Globe International reported that cost reduction and restructuring initiatives undertaken over the past twelve months led to improved results for the second half of the fiscal year, but overall year-end results were still below year-ago results due to weakness in all regions.


The Abbotsford, Australia-based apparel and boardsports company reported that revenues were down 3.9% to A$117.6 million ($88 mm) for the fiscal year ended June 30.  In constant-currency terms net sales were down 14% versus the prior year, as Globe felt the impact of the global economic downturn in all regions.

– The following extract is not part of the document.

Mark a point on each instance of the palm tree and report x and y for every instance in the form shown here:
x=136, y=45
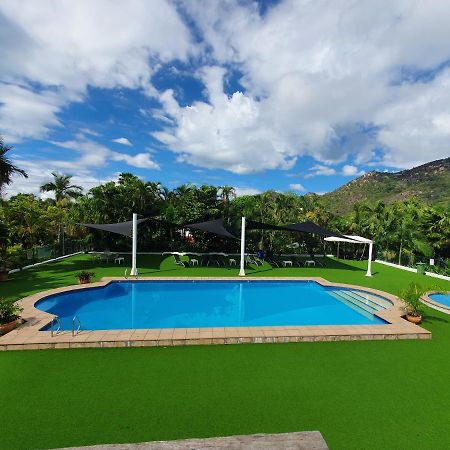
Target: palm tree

Net sales fell 20% in North America in local currencies, declined 7% in Europe, and decreased 4.4% in Australasia (after adjusting for retail store closures).


The company posted a $500,000 (A$691,000) EBITDA loss for the year in its North America operations, compared to profits of about $5 million (A$5.6 mm) in the prior year.  The loss in Europe also expanded to A$1.5 million ($1.1 mm) for the period.


Also contributing to the overall loss was $3.2 million of one-off restructuring costs and the derecognition of $4.7 million of tax assets associated with carry forward tax losses.  The rationalization of the cost base is expected to results in over A$15 million being cut from the operating costs annually.


The total Net Profit after Tax for the financial year was a loss of A$8.9 million ($6.6 mm), with a first half loss of A$9.3 million being followed by a second half profit of A$0.4 million. 


“It is difficult to predict when a recovery will take effect,” offered CEO Matt Hill.  He said they maintain conservative expectations but now feel better positioned to deal with the tougher trading conditions.